Omniprobe's instrumentation works by injecting LLVM IR passes (shared library
plugins, .so files) into the compilation pipeline. These plugins link against
LLVM's C++ API at load time.
Triton JIT-compiles kernels using its own bundled LLVM, which it downloads to
~/.triton/llvm/. That bundled LLVM is built with static libraries — our
pass plugins cannot dlopen alongside a statically-linked LLVM because the
LLVM symbols are not exported.
We need to rebuild LLVM with -DBUILD_SHARED_LIBS=ON so that our
instrumentation plugins can link against the same LLVM instance that Triton
uses. The triton_install.sh script automates this: it builds LLVM as shared
libraries, then builds Triton against that LLVM.
| Requirement | Notes |
|---|---|
| ROCm | Tested with 7.2.0. ROCM_PATH must be set. |
| Python >= 3.10 | PyTorch ROCm wheels require 3.10+. |
| AMD GPU | gfx90a, gfx942, etc. |
| Network access | Unless using --local-sources (see below). |
| ~50 GB disk space | LLVM build is large. |
| cmake, ninja | Installed via pip if not available. |
The triton_install.sh script handles everything: cloning Triton, building
LLVM with shared libraries, creating a Python venv, installing PyTorch, and
building Triton against the custom LLVM.
cd ~/repos
ROCM_PATH=/opt/rocm-7.2.0 /path/to/omniprobe/containers/triton_install.shThis runs in the current directory and creates a triton/ subdirectory
containing the full build.
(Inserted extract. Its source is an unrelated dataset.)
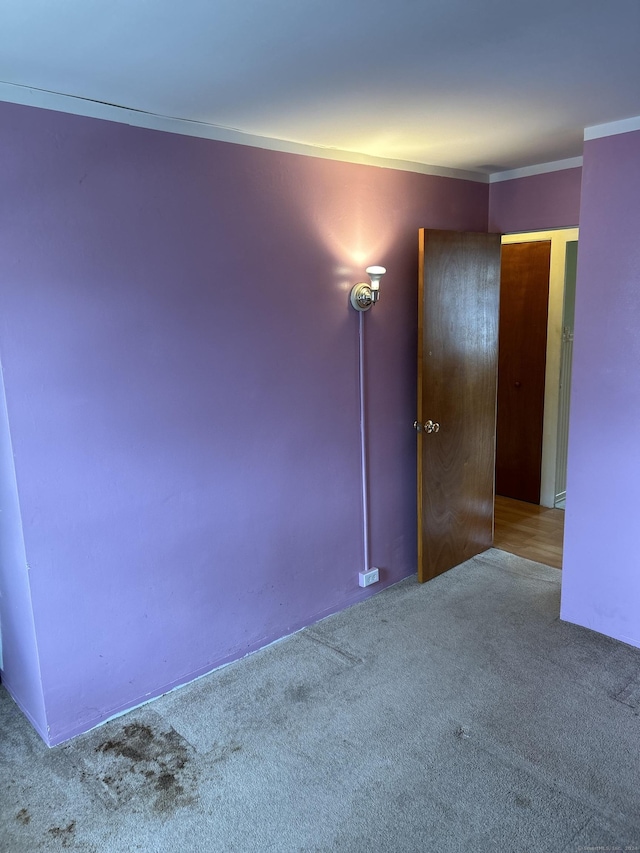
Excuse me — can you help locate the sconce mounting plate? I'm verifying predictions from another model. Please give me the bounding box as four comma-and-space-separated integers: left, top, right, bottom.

The script takes 15-90 minutes depending on
available cores and network speed.
| Flag | Description | Default |
|---|---|---|
--triton-version TAG (or -g TAG) |
Triton version to build (git tag or commit hash) | Latest release from GitHub API |
--pytorch-rocm VER |
PyTorch ROCm wheel index version (e.g., 7.1) |
Highest stable index <= installed ROCm |
--local-sources DIR |
Use pre-staged local sources instead of network | Fetch from network |
triton/ # Triton repository
├── .venv/ # Python venv with Triton, PyTorch, dependencies
├── llvm-project/
│ └── build/ # LLVM build with shared libraries
│ └── lib/libLLVM*.so # ← these are what make plugins work
└── third_party/amd/backend/
└── compiler.py # Patched for instrumentation compatibility
The key output paths:
- Triton venv:
~/repos/triton/.venv— activate this before using Triton - LLVM build:
~/repos/triton/llvm-project/build— pass to Omniprobe's CMake
Use this when network access is slow, unreliable, or unavailable (air-gapped environments).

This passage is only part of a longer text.